Testing Requirements
Unit tests using flutter_test: (1) verify singleton identity across multiple getInstance() calls; (2) verify StateError is thrown when accessed before initialize(); (3) verify that initialize() called twice does not re-create the client. Integration test: initialize with real env credentials and assert client.auth is non-null. No mocking of the Supabase client itself in integration tests — use a real staging project.

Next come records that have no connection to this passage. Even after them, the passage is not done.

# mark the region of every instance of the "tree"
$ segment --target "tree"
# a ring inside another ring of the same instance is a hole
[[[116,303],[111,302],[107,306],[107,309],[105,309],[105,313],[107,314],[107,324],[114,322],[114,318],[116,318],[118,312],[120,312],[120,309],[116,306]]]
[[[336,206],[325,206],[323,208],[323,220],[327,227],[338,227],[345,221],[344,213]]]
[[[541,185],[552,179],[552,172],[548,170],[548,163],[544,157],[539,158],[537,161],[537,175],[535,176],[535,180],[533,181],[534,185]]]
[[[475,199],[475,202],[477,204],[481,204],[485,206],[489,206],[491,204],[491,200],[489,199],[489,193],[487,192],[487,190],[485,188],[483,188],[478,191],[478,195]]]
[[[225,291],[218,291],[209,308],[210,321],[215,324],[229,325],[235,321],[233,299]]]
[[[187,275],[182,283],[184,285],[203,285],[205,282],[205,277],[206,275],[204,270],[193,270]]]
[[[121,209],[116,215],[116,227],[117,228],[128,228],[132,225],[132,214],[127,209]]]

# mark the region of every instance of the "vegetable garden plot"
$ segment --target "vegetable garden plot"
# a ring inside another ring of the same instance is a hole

Supabase client initialization may fail silently in certain Flutter environments if environment variables are missing or the anon key is rotated, leading to runtime null-pointer errors throughout the auth layer.
Mitigation & Contingency
Mitigation: Add explicit assertion checks during app startup that verify the Supabase client is initialized before the router resolves. Document required --dart-define keys in the project README and add a CI step that validates their presence.
Contingency: Implement a fallback initialization error screen with a clear message and a retry button. Log initialization failures to crash reporting immediately.
The flutter_secure_storage package behaviour differs between iOS Keychain and Android Keystore implementations. On Android, biometric-enrolled devices may require additional authentication to read stored tokens, causing unexpected session read failures.
Mitigation & Contingency
Mitigation: Test the repository on Android devices with and without biometric enrollment early in development. Use accessibility options in flutter_secure_storage to configure whether biometric authentication is required for storage access.
Contingency: If biometric-gated storage causes regressions, fall back to a non-biometric storage option for session tokens (reserving biometric-gated storage for higher-sensitivity credentials only).